= Jiangsu Provincial People's Hospital =

Hospital in Nanjing, Jiangsu, China

The Jiangsu Provincial People's Hospital, shortly Jiangsu Provincial Hospital, or "Jiangsu Province Hospital", is a leading Grade A tertiary hospital in Nanjing City, Jiangsu Province of China. It is also known as the "First Affiliated Hospital of Nanjing Medical University", "Jiangsu Provincial Academy of Clinical Medicine" and "Jiangsu Provincial Red Cross Hospital". Established in 1936, it is now the largest comprehensive hospital in Jiangsu Province, responsible for medical treatment, teaching and research.

==History==
In 1936, the Clinic Affiliated with Jiangsu Medical College was established in Zhenjiang, Jiangsu Province.

In 1950, the clinic moved to Nanjing, merged with the "Nanjing Workers' Hospital", and became an affiliated hospital of Jiangsu Medical College.

In 1985, Jiangsu Provincial Workers' Hospital was renamed "Jiangsu Provincial People's Hospital", also known as the First Affiliated Hospital of Nanjing Medical College.

In 1993, Nanjing Medical College became Nanjing Medical University, and the hospital was renamed the "First Affiliated Hospital of Nanjing Medical University".

In 2019, Jiangsu Provincial Hospital ranked 9th in the Chinese Hospital STEM Ranking released by the Chinese Academy of Medical Sciences.

In 2022, the Yangzhou Branch of the Provincial People's Hospital was inaugurated.

In 2024, the hospital became one of the two hospitals in Jiangsu Province rated A+++ in the "2023 China Hospital Comprehensive Ranking".

In 2024, the annual revenue of the hospital exceeded 10 billion Chinese yuans.

==Current status==
Jiangsu Provincial Hospital is now the largest comprehensive hospital in Jiangsu Province, responsible for medical treatment, medical teaching, scientific research and hospital ethics activities.
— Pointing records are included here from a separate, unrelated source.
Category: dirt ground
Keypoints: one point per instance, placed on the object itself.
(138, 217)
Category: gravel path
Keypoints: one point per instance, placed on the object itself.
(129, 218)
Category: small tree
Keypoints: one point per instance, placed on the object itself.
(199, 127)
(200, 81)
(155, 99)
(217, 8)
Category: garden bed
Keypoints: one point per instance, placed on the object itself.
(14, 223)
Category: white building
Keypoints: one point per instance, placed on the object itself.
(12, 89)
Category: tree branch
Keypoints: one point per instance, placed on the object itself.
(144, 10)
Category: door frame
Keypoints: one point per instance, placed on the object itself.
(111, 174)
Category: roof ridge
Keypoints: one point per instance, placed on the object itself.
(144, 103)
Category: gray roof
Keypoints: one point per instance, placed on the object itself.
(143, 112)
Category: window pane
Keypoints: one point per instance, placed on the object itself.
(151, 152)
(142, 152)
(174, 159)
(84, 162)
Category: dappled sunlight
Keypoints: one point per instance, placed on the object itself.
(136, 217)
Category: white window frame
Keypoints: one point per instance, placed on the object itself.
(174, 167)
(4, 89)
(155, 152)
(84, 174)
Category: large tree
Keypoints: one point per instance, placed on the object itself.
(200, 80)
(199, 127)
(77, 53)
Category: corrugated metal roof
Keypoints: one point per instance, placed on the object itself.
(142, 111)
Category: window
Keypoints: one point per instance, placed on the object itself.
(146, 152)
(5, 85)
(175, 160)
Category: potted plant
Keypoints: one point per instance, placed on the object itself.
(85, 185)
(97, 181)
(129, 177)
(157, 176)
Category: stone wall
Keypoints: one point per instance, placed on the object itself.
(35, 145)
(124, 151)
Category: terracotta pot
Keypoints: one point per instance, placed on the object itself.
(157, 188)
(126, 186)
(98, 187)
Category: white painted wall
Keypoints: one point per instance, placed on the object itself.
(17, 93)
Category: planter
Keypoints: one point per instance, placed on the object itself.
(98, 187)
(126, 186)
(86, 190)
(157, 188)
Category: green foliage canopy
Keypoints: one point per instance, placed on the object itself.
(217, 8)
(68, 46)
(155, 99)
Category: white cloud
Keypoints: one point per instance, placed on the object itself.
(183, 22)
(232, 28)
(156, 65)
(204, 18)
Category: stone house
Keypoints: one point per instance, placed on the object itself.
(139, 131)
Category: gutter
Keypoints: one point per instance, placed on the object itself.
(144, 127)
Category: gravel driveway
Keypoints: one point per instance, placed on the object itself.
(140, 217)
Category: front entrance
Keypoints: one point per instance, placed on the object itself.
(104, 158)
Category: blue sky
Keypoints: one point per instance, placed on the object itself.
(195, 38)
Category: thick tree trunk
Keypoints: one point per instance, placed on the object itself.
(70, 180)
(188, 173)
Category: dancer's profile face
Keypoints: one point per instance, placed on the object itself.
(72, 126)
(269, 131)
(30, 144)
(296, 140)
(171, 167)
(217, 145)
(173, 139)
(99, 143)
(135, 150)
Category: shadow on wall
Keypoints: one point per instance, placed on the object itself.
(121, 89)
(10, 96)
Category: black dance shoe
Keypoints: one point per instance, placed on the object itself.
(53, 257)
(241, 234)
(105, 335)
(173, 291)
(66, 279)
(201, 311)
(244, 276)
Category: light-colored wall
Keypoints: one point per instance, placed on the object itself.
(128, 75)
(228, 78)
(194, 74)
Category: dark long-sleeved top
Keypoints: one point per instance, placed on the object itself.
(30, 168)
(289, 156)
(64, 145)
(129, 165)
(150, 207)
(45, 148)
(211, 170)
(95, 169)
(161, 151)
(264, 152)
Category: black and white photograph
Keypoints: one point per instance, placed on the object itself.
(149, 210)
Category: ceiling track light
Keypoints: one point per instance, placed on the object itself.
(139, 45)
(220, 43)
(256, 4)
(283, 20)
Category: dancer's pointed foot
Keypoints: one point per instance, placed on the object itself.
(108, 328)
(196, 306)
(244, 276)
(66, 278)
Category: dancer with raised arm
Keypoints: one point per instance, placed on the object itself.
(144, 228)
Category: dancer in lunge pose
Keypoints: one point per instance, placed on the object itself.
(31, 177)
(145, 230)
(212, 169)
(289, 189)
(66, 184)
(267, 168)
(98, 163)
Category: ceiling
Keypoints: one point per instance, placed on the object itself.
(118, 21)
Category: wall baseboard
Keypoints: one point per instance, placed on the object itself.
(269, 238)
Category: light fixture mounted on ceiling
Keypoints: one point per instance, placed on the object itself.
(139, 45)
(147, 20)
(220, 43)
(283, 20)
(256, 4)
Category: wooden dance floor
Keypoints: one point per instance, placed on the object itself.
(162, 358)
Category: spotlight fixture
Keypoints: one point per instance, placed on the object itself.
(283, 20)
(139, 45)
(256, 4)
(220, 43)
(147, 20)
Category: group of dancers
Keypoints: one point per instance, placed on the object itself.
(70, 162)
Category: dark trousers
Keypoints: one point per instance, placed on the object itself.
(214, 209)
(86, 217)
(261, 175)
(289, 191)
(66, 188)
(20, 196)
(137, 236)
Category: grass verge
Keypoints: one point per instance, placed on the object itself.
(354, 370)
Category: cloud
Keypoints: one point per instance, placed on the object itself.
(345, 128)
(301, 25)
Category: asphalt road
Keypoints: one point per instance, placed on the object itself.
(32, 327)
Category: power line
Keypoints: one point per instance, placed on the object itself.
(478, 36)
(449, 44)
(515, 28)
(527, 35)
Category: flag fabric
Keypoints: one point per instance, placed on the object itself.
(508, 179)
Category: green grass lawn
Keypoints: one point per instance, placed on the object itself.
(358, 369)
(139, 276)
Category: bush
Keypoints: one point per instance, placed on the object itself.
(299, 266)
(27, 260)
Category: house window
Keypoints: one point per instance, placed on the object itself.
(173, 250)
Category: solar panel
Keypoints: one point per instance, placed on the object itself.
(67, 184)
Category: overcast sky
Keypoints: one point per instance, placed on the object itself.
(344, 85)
It is a Grade A tertiary hospital

The hospital covers an area of about 410,000 square meters, with 270,000 sq m of construction area. There are 5,200 beds, and more than 7,000 employees.

The hospital has cooperation with hospitals, departments and laboratories in the United States, Japan, Korea, Canada, Australia and Italy.

The hospital is a member of the national emergency medical team. It is a teaching hospital for Nanjing Medical University and serves as a national demonstration base for residence training.

The Jiangsu Provincial Academy of Clinical Medicine is established on the basis of the hospital.

The Jiangsu Provincial People's Hospital published 126	papers listed in Nature Index for the Time frame of 1 January 2025 - 31 December 2025, ranking 77th globally and 25th in China in healthcare.

Address: No. 300 Guangzhou Road, Nanjing City, China.

==Branches==
The campuses and branches of Jiangsu Provincial People's Hospital include:

- The Guangzhou Road Campus (Address: No. 300 Guangzhou Road, Nanjing)
- Longjiang Campus (the Jiangsu Woman and Children Health Hospital, Address: No. 368 Jiangdong North Road, Nanjing)
- Yuhuatai Campus (Address: Digital Avenue, Yuhuatai District, Nanjing)
- National Regional Medical Center (Chongqing Hospital)
- The Yangzhou Branch of the Provincial People's Hospital, located in Yangzhou City.
- Jiangsu Shengze Hospital, also known as "Jiangsu Provincial Hospital Shengze Branch".